In FY25, the federal government spent $833.83B —an increase of $50B or 7.47%—over FY24 when federal spending reached $774B. While the early trends suggested FY25 spending would track closely to FY24, and that DOGE-related cuts would not materially reduce overall spend, the final figure exceeded expectations, pushing the federal contracts awarded to a new peak of $833.8B! (This number includes Other Transaction awards)


So, I thought they had reigned in contract spending, when in reality it was a massive jump YoY.

quote:

FY25 federal contracting reached a historic high of $833.8B, underscoring that overall federal spend remains resilient despite changes in policies, FAR rewrites, executive orders, and DOGE. Growth was driven primarily by defense agencies, continued concentration among a smaller pool of awardees, and sustained reliance on major contract vehicles, OTAs, and innovation programs such as SBIR/STTR. At the same time, the data also highlights important counter-trends: fewer companies winning contracts, notable declines across several civilian agencies, increasing concentration among the largest primes, and a shrinking pool of first-time entrants.


Large primes have been eating big in this admin.

Reduced spending internal gov spending, more on large acquisitions with big primes
This post was edited on 2/20/26 at 8:59 am
Posted by wfallstiger
Wichita Falls, Texas
Member since Jun 2006
15114 posts
Posted on 2/20/26 at 8:58 am to
There's good money in government work if done properly
Posted by KWL85
Member since Mar 2023
3575 posts
Posted on 2/20/26 at 10:28 am to
I am for running the country like a business. Spend less than you make is sound business practice. We should try it.
Posted by Suntiger
STG or BR or somewhere else
Member since Feb 2007
35955 posts
Posted on 2/20/26 at 1:13 pm to
quote:

I am for running the country like a business. Spend less than you make is sound business practice. We should try it.


The government is a monopoly. So if they ran it like a business they would charge you 10x more than you’re currently paying for their services. And they’d outsource all their services to India or some other country for cheap labor. And only big cities would get services. So Louisiana would get near nothing in Federal funding. Because that’s what businesses do. Maximize profits.
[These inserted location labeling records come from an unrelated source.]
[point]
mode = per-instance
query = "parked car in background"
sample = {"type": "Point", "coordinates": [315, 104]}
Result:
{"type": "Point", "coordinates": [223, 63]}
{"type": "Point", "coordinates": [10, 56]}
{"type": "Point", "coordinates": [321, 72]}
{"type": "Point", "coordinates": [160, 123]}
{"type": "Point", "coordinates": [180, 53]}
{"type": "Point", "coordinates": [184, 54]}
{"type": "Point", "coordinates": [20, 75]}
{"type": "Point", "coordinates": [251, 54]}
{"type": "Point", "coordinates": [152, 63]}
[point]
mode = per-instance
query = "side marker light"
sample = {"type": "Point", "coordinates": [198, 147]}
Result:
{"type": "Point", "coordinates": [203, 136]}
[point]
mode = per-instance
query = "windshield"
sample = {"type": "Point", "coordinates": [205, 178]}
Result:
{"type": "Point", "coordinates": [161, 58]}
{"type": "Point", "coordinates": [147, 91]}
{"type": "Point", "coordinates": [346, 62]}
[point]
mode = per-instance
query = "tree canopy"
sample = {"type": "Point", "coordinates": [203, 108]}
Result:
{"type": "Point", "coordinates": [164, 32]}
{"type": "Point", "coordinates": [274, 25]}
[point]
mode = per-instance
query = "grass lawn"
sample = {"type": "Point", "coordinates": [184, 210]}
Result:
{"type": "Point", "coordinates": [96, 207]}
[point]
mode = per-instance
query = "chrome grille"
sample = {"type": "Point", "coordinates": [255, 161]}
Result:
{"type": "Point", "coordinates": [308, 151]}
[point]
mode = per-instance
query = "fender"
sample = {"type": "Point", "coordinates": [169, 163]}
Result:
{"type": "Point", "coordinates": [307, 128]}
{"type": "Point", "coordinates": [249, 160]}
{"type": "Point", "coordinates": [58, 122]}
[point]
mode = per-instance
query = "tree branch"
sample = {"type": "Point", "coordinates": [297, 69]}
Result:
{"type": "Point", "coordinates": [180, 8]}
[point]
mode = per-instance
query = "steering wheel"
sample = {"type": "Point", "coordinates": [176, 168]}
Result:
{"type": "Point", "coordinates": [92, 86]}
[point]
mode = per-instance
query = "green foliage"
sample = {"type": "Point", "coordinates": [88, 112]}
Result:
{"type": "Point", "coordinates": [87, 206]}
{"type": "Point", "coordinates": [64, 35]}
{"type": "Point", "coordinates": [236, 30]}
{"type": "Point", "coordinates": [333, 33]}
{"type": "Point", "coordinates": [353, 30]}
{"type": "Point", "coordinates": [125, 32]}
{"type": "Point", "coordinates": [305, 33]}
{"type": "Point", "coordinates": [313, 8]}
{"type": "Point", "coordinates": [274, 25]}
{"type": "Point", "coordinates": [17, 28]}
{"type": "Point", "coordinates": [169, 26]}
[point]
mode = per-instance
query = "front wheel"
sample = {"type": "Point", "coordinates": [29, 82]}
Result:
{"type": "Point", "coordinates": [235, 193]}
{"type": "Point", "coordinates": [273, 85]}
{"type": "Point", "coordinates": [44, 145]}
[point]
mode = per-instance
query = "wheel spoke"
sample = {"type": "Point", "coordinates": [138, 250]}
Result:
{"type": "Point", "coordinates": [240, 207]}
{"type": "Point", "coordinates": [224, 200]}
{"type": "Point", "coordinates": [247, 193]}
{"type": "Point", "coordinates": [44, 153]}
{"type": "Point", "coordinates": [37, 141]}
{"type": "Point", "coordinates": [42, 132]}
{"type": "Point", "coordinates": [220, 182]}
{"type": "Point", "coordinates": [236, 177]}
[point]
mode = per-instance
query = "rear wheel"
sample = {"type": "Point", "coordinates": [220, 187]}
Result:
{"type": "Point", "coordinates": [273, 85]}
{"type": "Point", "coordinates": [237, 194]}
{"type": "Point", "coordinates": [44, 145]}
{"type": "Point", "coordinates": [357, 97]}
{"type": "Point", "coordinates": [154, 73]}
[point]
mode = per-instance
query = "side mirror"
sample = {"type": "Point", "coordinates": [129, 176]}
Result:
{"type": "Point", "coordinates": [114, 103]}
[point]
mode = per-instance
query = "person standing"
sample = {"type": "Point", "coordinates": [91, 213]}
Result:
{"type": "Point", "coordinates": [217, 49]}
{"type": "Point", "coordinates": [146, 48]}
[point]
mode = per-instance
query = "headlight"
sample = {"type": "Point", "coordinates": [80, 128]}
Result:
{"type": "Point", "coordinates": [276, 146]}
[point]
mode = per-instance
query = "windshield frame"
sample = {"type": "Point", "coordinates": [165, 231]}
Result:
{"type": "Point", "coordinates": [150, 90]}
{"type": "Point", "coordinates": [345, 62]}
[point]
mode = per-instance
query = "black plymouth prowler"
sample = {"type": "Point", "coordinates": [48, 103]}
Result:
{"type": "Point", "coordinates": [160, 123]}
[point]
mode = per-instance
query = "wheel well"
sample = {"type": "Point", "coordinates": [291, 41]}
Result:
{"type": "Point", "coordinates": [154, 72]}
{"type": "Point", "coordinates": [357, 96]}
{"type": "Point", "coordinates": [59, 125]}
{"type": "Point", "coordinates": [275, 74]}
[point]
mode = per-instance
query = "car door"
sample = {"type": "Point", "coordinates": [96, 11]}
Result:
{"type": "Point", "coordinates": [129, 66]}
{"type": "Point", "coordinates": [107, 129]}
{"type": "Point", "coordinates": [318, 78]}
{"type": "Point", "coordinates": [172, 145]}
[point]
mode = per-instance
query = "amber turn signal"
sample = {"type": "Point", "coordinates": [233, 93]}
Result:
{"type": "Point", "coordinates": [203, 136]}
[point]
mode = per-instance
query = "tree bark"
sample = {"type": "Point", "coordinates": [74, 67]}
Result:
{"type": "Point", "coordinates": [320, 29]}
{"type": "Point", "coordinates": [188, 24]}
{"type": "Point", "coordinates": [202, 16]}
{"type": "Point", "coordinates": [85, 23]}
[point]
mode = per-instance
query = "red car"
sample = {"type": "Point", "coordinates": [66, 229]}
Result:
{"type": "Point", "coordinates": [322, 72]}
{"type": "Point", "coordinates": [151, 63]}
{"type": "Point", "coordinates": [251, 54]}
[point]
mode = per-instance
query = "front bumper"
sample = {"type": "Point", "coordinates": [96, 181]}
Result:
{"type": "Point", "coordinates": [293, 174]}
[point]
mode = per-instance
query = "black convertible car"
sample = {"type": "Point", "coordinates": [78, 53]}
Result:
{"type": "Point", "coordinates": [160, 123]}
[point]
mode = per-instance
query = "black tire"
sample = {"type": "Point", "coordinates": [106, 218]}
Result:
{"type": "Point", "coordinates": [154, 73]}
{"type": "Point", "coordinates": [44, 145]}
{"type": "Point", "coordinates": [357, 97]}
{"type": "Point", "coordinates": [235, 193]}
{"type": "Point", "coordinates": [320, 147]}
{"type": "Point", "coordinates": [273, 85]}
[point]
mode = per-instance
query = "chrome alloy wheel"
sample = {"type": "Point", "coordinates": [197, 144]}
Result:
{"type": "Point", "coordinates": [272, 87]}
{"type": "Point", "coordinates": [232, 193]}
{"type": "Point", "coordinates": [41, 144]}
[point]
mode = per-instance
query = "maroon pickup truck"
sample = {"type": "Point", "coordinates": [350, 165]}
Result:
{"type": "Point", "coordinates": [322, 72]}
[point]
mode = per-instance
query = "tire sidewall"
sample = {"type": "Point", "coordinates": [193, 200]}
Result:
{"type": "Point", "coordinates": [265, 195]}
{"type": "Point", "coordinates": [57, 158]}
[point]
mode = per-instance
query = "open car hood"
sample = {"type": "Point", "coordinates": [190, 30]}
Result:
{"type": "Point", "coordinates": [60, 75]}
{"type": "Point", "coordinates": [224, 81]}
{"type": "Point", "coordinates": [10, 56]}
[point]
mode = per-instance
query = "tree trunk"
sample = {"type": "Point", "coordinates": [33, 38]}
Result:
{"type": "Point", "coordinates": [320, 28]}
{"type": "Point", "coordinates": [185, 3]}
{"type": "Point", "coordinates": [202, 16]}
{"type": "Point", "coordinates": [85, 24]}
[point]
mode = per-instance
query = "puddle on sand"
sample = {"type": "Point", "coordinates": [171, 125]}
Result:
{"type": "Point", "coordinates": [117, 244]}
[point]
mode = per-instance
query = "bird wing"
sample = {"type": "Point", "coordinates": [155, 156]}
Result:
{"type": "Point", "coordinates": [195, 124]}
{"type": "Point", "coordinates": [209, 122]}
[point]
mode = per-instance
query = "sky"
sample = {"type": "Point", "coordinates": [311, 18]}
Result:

I’m all for a balanced budget, but trope about running government like a business is cringy and low level thinking. Do you want private equity to run the government?!
Posted by Bard
Definitely NOT an admin
Member since Oct 2008
58597 posts
Posted on 2/20/26 at 1:33 pm to
We've spent nearly 20 years with deficit spending higher than GDP growth. Spending needs to be cut, but there's a cost.
Posted by KWL85
Member since Mar 2023
3575 posts
Posted on 2/22/26 at 8:54 am to
You are inserting assumptions. So running like to business translates to charging 10x more for services? No.

The deficit is serious money. Let's just keep spending more than we can afford to?

Wal-Mart could run our country better than anything we have seen from our politicians.

Focusing on spending is not low level. Believe what you want. That would be the first step in running like a business.